¿Quién hubiera imaginado que el limón argentino iba a convertirse en la estrella de las exportaciones? Los números del primer cuatrimestre de 2026 no mienten: el complejo de cítricos agrios, con el limón como protagonista absoluto, marcó el mejor resultado en veinte años.
El sector citrícola nacional viene pisando fuerte en los mercados internacionales, y Entre Ríos no se queda atrás en esta historia de éxito. La provincia, con sus plantaciones que se extienden desde Concordia hasta Federación, aporta una parte significativa de esta cosecha que está rompiendo récords.
Los productores entrerrianos saben bien que el limón no es solo fruta: es aceite esencial, jugo concentrado, cáscara deshidratada. Cada parte del cítrico se transforma en dólares genuinos que ingresan al país en un momento donde cada divisa cuenta.

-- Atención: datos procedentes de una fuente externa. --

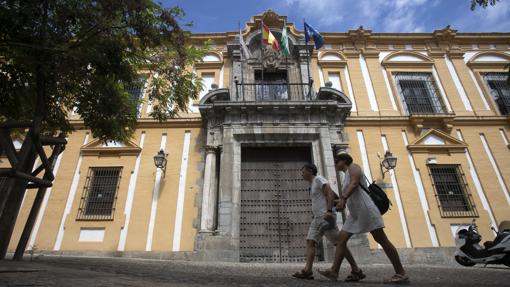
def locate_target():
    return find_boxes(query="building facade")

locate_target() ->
[0,11,510,261]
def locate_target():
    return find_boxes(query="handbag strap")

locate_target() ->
[358,172,370,194]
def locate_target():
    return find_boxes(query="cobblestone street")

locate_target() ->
[0,256,510,287]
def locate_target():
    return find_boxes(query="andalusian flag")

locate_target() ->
[262,23,280,51]
[280,21,290,56]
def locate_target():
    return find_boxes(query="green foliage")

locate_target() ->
[0,0,205,141]
[471,0,499,10]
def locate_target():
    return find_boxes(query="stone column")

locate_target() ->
[200,145,217,233]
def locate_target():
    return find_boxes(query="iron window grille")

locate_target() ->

La demanda internacional sigue en alza, especialmente en mercados europeos y asiáticos, donde el limón argentino se posiciona como sinónimo de calidad. Los productores locales aprovechan la contraestación para abastecer cuando el hemisferio norte no puede producir.
Este récord exportador llega en un contexto donde el campo argentino necesita buenas noticias. Después de años de sequías, retenciones y vaivenes económicos, el sector citrícola demuestra que con trabajo y condiciones climáticas favorables, se pueden alcanzar metas históricas que benefician a toda la cadena productiva.